The windy, white-sand beach at neighbouring Camps Bay, beneath the Twelve Apostles, has strong surf and lifeguards during summer. The affluent suburb’s beachfront cafes and bars are the hangouts of choice for the city’s beautiful people, who sip their cocktails as a golden sunset spreads across the horizon.
Continuing south, the Cape Peninsula’s beaches get quieter as you head towards the Cape of Good Hope. Horse or pony riding on the broad, sandy 8km-long Noordhoek Beach and into the nearby wetlands and mountains makes for a windblown, cobweb-banishing day out.
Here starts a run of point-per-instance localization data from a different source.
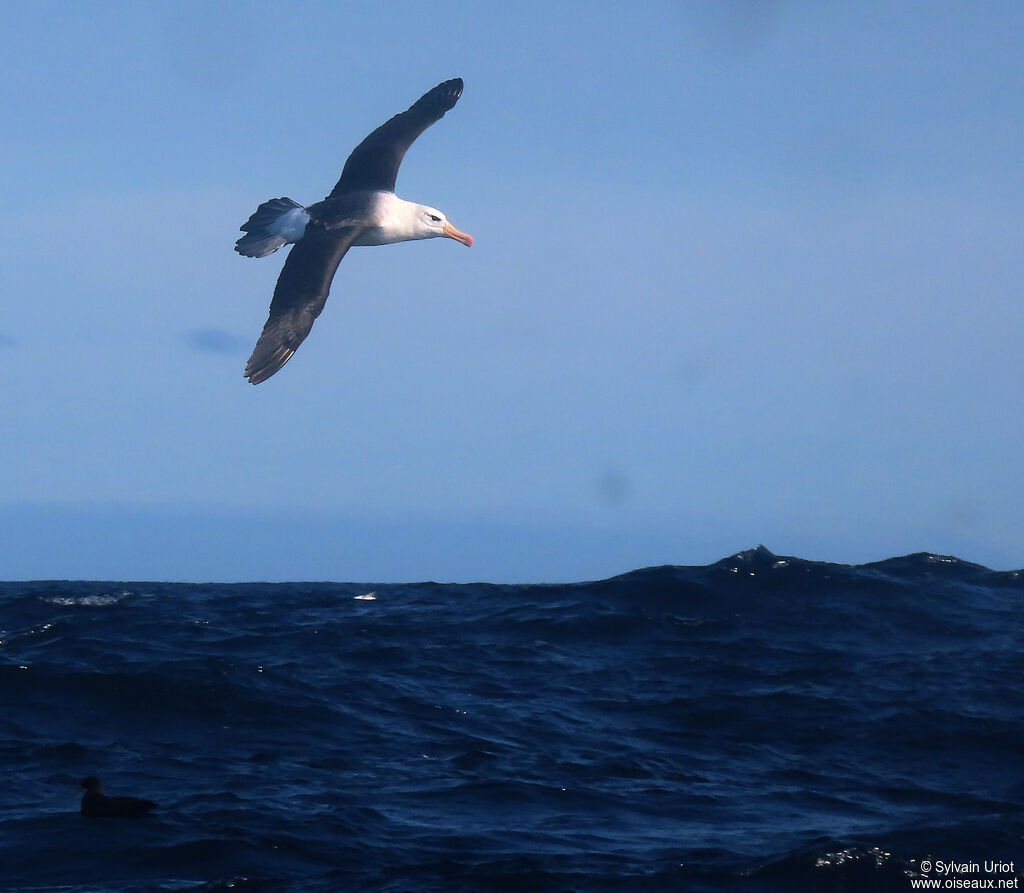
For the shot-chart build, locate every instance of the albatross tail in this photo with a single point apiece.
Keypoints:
(276, 222)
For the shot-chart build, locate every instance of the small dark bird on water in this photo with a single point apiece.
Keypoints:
(95, 803)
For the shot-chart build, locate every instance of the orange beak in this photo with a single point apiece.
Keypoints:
(457, 235)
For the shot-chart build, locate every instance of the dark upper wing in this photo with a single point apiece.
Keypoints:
(374, 163)
(298, 298)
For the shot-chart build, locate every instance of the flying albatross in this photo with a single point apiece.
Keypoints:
(361, 209)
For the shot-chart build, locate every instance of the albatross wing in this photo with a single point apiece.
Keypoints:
(374, 163)
(299, 297)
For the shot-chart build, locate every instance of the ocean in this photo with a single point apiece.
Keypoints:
(763, 723)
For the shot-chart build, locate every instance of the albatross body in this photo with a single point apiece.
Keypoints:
(361, 209)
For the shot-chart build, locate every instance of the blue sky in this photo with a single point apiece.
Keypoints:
(744, 272)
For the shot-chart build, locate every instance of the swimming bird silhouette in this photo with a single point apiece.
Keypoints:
(95, 803)
(361, 209)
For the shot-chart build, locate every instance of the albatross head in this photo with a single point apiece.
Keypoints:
(429, 223)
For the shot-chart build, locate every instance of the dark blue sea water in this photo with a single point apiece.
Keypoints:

Across the peninsula from the suburb of Noordhoek, False Bay arcs away to the east, bookended by distant Cape Hangklip. The bay’s water is about 6C warmer than on the peninsula’s western side due to currents from the Indian Ocean, and the area’s beaches and rock pools attract both swimmers and surfers. The beachfront suburb of Muizenberg, with its colourful row of Victorian bathing chalets, gently shelving beach and safe conditions is a great place to learn how to surf. “The waves are really soft and gentle and the currents and tides aren’t too hectic,” said Gary Kleynhans, a former South African surf champion and the owner of Gary’s Surf School, the oldest in the country. “Intermediate to advanced surfers go to Long Beach, Kommetjie and Noordhoek on the Atlantic side of the peninsula. Kalk Bay is also advanced, but it’s beautiful and round like a baby pipeline.”
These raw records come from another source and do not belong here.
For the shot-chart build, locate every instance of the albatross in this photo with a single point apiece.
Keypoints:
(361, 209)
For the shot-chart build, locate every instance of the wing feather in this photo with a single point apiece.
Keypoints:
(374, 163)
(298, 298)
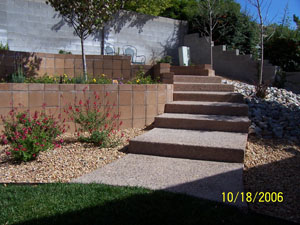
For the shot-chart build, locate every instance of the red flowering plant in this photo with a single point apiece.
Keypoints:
(94, 122)
(29, 135)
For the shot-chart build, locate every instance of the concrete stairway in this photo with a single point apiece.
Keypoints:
(206, 121)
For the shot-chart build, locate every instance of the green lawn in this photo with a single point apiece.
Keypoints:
(102, 204)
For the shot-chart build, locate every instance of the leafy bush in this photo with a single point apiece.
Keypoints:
(141, 78)
(28, 135)
(94, 122)
(166, 59)
(4, 47)
(19, 76)
(261, 90)
(64, 52)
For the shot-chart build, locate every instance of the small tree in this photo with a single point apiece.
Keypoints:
(86, 17)
(260, 5)
(207, 16)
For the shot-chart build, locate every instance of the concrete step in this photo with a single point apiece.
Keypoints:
(200, 178)
(180, 86)
(203, 122)
(190, 144)
(207, 108)
(207, 96)
(196, 79)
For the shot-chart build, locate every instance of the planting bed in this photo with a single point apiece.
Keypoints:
(274, 166)
(72, 160)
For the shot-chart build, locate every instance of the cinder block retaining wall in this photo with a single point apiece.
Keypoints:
(227, 63)
(58, 64)
(137, 104)
(34, 26)
(38, 64)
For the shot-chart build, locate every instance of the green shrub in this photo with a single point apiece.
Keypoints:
(141, 78)
(94, 122)
(4, 47)
(64, 52)
(18, 77)
(166, 59)
(29, 135)
(261, 90)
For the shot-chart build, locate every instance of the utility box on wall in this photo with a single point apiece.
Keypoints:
(184, 55)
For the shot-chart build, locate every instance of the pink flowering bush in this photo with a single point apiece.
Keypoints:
(28, 135)
(94, 121)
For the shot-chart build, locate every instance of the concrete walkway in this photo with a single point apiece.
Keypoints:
(203, 179)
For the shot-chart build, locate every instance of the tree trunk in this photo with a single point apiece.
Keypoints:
(83, 59)
(262, 55)
(102, 40)
(210, 40)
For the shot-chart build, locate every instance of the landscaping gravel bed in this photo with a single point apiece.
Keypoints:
(276, 116)
(70, 161)
(274, 166)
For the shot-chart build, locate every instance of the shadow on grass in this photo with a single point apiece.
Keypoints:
(155, 208)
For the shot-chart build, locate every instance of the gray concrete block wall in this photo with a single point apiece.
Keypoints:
(227, 63)
(34, 26)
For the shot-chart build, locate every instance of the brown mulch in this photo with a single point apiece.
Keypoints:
(72, 160)
(274, 166)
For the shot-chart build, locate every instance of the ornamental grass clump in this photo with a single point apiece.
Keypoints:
(29, 135)
(94, 122)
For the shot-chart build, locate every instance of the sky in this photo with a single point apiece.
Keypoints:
(276, 10)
Sea kayaking and kite surfing
The Cape Peninsula also offers some surprising sights for sea kayakers. The Boardroom Adventure Centre, conveniently located at the gateway to the peninsula in Hout Bay, offers paddles to the large Cape fur seal colony on Duiker Island and along the rugged coastline to local landmark Chapman’s Peak. Overlooking the warm waters of False Bay, Paddlers runs trips to the Cape of Good Hope, perhaps spotting whales and dolphins en route, and takes visitors to the colony of 2,800 waddling African penguins at Boulders Beach For kite surfing, meanwhile, cross town to the suburb of Bloubergstrand (“blue mountain beach” in Afrikaans), where seasoned instructor Phil Baker offers lessons and equipment hire with Table Mountain and Robben Island views through his company Windswept.
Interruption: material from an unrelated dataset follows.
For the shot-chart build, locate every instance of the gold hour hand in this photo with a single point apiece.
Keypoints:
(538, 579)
Sandboarding is the closest many locals get to snowboarding There is more chance of generating static than feeling the wind in your hair, but if you wax your board thoroughly, whizzing down dunes is an exhilarating novelty. Mechanized lifts are a long way off, but you can try sandboarding at the town of Fish Hoek on the Cape Peninsula through Gary’s Surf School, or on the towering white-sand slopes in the Atlantis Dunefields, 40 minutes drive up the west coast from central Cape Town. Downhill Adventures, which runs sandboarding day trips to Atlantis, offers packages including skydiving, quad biking and surfing.